There are different kind of parallelization techniques which are used on the basis of overhead of data storage, degree of parallelization and data dependencies. Some of the known techniques are: DOALL, DOACROSS and DOPIPE.

DOALL: This technique is used where we can parallelize each iteration of the loop without any interaction between the iterations. Hence, the overall run-time gets reduced from N * T (for a serial processor, where T is the execution time for each iteration) to only T (since all the N iterations are executed in parallel).

DOACROSS: This technique is used wherever there is a possibility for data dependencies. Hence, we parallelize tasks in such a manner that all the data independent tasks are executed in parallel, but the dependent ones are executed sequentially. There is a degree of synchronization used to sync the dependent tasks across parallel processors.

Description

(to change)A pipeline is a chain of processing elemnets such as instructions arranged in a way that each earlier element produces the input that will be used by a later element. Similar kind of parallelization technique is DOPIPE. DOPIPE splits the original loop into several stages and speards them among multiple threads. These threads are fixed at runtime. The depencies among all threads are forced to be unidirectional which means no cyclic cross-thread dependencies.

Example

The program below shows a pseudocode for DOPIPE parallelization.

In this code, we see that there are three tasks (F0, F1 and F2) inside a loop iterating over j for 1 to N. Following is a list of dependencies in the code:

F1[j] → ^T F1[j+1], implies that statement F1 in iteration j+1 must be executed after statement F1 in iteration j. This is also known as true dependency.

F1[j] → ^T F2[j], implies that statement F2 in iteration j must be executed after statement F1 in iteration j.

for (j=1; j<=N; j++) {
    F0: o[j] = x[j] - a[j];
    F1: z[j] = z[j-1] * 5;
    F2: y[j] = z[j] * w[j];
}

If this code would have been executed sequentially, then the total time consumed would be equal to N * (T_F0 + T_F1 + T_F2), where T_F0, T_F1 and T_F2 denote execution time for functions F0, F1 and F2 respectively per iteration. Now, if we parallelize the loop by pipelining the statements inside the loop in the following manner:

for (j=1; j<=N; j++) {
    F0: o[j] = x[j] - a[j];             //DOALL parallelism
}

for (j=1; j<=N; j++) {
    F1: z[j] = z[j-1] * 5;              //DOPIPE parallelism
    post(j);                            //The result of F1 is posted and available for use
}

for (j=1; j<=N; j++) {
    wait(j);                            //It waits till the F1 completes and produces the value z[j] to be used by F2
    F2: y[j] = z[j] * w[j];
}

Since, F0 is an independent function, i.e. it does not have any loop-carried (no dependence on j+1 or j-1 iterations). Neither it has any dependecy across other statements in the loop. Hence, we can completely seperate out this function and run it parallely using DOALL parallelism. On the other hand, Statements F1 and F2 are dependent (explained above), therefore we split them into two different loops and execute them in a pipelined fashion. We use post(j) and wait(j) to synchronize between F1 and F2 loops.
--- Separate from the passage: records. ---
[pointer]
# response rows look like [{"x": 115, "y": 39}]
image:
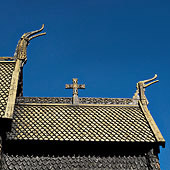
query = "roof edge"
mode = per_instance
[
  {"x": 13, "y": 90},
  {"x": 152, "y": 124}
]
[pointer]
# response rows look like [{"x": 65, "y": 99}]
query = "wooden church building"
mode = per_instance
[{"x": 73, "y": 133}]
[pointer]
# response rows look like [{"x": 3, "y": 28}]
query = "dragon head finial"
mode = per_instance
[{"x": 21, "y": 49}]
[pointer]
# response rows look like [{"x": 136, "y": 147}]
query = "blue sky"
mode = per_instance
[{"x": 109, "y": 45}]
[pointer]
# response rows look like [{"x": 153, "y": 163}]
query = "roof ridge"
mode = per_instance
[{"x": 82, "y": 100}]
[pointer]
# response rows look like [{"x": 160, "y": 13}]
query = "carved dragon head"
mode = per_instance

Starting from the first iteration of j, statement F1 gets executed in T_F1 time. Meanwhile, F2 is not getting executed since it is waiting for the value z[j] to be produced by F1. When F1 completes its execution for iteration j, it posts the value using post(j). After waiting for F1's execution, using wait(j), F2 starts its execution since it has the value z[j] available for use. Also, since F1's execution is not restricted by F2, hence F1 executes j+1 simultaneously. The figure below shows the execution timeline of all the statements.

DOPIPE example

From the figure, we see that the total time to execute F0 is T_F0, since all the iterations of F0 are executed in parallel. While for F1 and F2, the total execution time is equal to N * T_F1 + T_F2 (considering negligible synchronization time).

This is considerably less than the time obtained during sequential execution.

Comparison with other models

(to change)In DOALL parallelism, each task works on different iteration using large different sets of data. So, if there are many tasks assigned to a thread, many threads will compete for cache space and there is a possibility that cache being thrashed between different working sets that belong to different threads. While in DOPIPE it is very cache efficient, since the data value produced by the producer task are almost immediately consumed by consumer task.